Negli ultimi sessant'anni la coltre nevosa in Svizzera è diminuita fino a otto centimetri ogni decennio. È l'esito a cui è giunto il progetto SPASS (SPAtial Snow climatology for Switzerland, climatologia territoriale della neve per la Svizzera) dell'Istituto per lo studio della neve e delle valanghe di Davos (SLF), pubblicato oggi. "È la prima volta che siamo riusciti a mostrare le tendenze su una vasta area e per diversi livelli di altitudine", spiega nel comunicato il climatologo Christoph Marty. "Possiamo vedere chiaramente le conseguenze del cambiamento climatico", aggiunge. 

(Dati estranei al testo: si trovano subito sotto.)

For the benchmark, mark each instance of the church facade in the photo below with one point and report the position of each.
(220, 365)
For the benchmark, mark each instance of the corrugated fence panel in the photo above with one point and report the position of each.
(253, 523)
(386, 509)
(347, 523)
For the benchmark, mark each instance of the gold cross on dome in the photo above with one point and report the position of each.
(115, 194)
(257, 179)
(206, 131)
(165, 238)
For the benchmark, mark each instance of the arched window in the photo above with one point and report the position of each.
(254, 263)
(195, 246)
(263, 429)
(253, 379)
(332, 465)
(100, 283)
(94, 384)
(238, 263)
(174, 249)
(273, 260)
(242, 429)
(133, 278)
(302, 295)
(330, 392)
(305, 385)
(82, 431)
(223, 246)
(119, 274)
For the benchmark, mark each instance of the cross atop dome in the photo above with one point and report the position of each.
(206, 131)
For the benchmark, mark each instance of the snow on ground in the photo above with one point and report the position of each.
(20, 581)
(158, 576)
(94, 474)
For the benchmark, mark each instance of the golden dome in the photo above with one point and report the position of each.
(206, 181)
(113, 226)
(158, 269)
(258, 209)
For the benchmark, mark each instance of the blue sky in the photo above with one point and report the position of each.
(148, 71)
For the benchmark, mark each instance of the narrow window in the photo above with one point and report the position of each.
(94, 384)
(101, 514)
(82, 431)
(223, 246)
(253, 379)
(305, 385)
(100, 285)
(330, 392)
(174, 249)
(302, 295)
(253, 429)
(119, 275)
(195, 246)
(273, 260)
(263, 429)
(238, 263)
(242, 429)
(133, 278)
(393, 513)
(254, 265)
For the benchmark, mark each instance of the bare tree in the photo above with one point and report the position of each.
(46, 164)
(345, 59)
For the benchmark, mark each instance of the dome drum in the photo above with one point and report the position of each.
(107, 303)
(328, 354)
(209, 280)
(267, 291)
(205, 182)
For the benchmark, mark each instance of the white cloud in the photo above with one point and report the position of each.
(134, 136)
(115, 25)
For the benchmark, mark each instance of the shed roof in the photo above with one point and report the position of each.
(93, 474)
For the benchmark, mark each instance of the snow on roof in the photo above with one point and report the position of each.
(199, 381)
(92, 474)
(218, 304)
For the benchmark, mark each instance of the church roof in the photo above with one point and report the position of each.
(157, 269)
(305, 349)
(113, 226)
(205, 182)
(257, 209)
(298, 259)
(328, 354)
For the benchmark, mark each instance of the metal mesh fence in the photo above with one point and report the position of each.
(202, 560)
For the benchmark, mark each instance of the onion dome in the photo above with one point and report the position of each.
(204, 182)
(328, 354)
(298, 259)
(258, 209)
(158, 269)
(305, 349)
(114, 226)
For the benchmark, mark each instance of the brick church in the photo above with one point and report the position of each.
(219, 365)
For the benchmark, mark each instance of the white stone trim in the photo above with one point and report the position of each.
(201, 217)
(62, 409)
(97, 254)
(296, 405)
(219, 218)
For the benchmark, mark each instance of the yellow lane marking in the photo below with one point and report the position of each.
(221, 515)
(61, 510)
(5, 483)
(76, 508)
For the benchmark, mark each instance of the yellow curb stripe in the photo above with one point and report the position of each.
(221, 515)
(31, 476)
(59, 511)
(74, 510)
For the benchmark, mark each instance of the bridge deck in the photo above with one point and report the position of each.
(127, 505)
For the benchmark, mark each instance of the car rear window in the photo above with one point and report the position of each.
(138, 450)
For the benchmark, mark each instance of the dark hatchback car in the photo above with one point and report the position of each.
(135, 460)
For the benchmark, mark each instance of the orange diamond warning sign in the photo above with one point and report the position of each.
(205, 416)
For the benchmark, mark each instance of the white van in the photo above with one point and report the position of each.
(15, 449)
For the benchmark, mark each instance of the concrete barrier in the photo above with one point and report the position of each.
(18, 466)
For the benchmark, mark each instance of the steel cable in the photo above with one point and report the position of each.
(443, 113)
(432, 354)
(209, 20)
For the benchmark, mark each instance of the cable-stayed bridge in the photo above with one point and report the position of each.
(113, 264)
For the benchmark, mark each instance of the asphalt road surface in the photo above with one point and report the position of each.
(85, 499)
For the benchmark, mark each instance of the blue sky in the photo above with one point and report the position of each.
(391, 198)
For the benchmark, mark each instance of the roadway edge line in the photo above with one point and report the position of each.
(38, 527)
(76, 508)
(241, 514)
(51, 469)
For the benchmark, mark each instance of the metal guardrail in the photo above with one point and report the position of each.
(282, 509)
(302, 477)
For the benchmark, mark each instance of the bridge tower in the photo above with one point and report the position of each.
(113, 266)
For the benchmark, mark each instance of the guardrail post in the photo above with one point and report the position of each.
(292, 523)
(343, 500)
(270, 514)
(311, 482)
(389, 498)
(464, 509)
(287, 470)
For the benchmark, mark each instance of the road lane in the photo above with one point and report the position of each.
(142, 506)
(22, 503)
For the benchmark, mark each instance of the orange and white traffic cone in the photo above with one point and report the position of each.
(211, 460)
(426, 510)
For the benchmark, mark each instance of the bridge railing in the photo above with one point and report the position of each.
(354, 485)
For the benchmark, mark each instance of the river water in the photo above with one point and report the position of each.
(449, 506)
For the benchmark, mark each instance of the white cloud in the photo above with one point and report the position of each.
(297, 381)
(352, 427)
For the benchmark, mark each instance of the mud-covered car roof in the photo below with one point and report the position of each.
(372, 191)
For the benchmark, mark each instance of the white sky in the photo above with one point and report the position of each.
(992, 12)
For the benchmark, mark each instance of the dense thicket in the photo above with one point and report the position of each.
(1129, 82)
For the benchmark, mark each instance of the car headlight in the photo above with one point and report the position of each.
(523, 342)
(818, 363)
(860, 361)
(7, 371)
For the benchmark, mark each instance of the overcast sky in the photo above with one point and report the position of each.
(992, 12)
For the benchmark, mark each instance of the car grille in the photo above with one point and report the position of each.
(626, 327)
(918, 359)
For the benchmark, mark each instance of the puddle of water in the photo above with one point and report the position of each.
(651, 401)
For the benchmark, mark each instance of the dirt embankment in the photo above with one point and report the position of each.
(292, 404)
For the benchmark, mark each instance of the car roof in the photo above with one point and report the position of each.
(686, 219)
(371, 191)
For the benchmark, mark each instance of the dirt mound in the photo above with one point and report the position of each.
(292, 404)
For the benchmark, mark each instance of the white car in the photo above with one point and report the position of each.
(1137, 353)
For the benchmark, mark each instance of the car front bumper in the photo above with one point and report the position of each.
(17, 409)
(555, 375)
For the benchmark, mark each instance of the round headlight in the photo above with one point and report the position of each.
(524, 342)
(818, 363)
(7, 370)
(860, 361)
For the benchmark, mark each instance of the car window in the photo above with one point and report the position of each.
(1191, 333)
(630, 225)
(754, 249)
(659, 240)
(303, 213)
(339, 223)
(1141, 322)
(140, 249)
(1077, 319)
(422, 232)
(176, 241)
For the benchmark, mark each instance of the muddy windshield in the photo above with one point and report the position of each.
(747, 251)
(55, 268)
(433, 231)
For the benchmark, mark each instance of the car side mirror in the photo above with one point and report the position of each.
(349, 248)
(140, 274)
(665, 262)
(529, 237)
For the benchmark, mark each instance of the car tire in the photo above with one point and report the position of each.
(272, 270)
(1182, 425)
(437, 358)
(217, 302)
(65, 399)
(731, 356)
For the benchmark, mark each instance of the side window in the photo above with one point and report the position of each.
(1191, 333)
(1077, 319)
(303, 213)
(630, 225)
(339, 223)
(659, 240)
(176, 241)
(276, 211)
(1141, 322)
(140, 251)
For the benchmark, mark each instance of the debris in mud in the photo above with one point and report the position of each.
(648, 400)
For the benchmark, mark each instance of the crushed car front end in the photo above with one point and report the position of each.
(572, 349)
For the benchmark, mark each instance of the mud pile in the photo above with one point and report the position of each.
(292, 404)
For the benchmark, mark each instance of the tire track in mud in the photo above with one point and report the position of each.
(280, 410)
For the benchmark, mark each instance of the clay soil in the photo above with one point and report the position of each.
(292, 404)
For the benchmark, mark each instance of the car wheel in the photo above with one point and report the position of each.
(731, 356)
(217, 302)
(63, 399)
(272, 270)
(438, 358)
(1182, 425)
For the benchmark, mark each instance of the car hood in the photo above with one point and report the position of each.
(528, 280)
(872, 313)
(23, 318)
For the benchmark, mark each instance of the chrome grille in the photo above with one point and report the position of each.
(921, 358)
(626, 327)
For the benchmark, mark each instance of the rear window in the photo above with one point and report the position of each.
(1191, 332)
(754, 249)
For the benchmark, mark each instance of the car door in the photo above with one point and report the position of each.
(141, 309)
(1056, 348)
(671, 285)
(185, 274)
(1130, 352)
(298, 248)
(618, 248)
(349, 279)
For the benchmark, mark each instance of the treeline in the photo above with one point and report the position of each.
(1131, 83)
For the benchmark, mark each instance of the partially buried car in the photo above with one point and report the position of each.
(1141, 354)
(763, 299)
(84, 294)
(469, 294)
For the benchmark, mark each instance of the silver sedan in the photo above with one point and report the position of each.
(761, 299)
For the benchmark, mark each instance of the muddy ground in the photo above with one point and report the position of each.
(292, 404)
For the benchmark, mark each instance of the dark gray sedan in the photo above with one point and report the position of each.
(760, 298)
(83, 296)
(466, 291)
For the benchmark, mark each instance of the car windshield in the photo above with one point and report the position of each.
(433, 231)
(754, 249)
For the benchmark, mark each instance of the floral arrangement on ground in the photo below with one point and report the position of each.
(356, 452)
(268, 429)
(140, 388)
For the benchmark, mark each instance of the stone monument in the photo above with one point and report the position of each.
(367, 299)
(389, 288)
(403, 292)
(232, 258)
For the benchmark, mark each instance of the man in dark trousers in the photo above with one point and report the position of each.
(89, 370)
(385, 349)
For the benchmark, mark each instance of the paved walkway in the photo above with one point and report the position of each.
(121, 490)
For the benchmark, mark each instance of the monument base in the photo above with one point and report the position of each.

Diminuzioni più cospicue in montagna

In termini assoluti le diminuzioni più cospicue si sono registrate in montagna, attorno ai 2000 metri di quota, "dove lo spessore di neve è maggiore". Gli otto centimetri in meno ogni dieci anni dal 1962 al 2023, rappresentano dunque una perdita complessiva di quasi mezzo metro di coltre bianca. In percentuale però si tratta di una quantità attorno al 4% per decennio, mentre più in alto "la diminuzione della copertura nevosa invernale è ancora più contenuta e in alcuni casi non significativa", sottolinea Marty. I dati si fermano peraltro ai 3'000 m sopra il livello del mare, poiché più in alto sono disponibili troppe poche misurazioni comparative a lungo termine, così come sono state escluse le zone al di sotto dei 250 m d'altitudine. 

Variazione assoluta dell'altezza media della neve da novembre ad aprile tra il 1962 e il 2023 in centimetri per decennio: nelle zone di alta montagna il calo è nettamente superiore rispetto all'Altopiano, già caratterizzato da scarse precipitazioni nevose. I terreni sopra i 3000 m s.l.m. sono contrassegnati in grigio scuro. Nelle aree striate la variazione non è statisticamente significativa. (Grafico: Christoph Marty / SLF).
Variazione assoluta dell'altezza media della neve da novembre ad aprile tra il 1962 e il 2023 in centimetri per decennio: nelle zone di alta montagna il calo è nettamente superiore rispetto all'Altopiano, già caratterizzato da scarse precipitazioni nevose. I terreni sopra i 3000 m s.l.m. sono contrassegnati in grigio scuro. Nelle aree striate la variazione non è statisticamente significativa. (Grafico: Christoph Marty / SLF).

L'altopiano perde tra il 10 e il 20%

La situazione sull'altopiano è invece diametralmente opposta. Laddove le nevicate sono più ridotte, infatti, la diminuzione di circa un centimetro si traduce in una perdita percentuale tra il 10 e il 20% ogni decade. Marty e il suo gruppo hanno osservato nel dettaglio anche i dati di misurazione di 350 stazioni negli ultimi 25 anni, tra novembre e aprile. Il modello è stato sviluppato suddividendo il territorio in una griglia di quadrati, di un chilometro di lato ciascuno.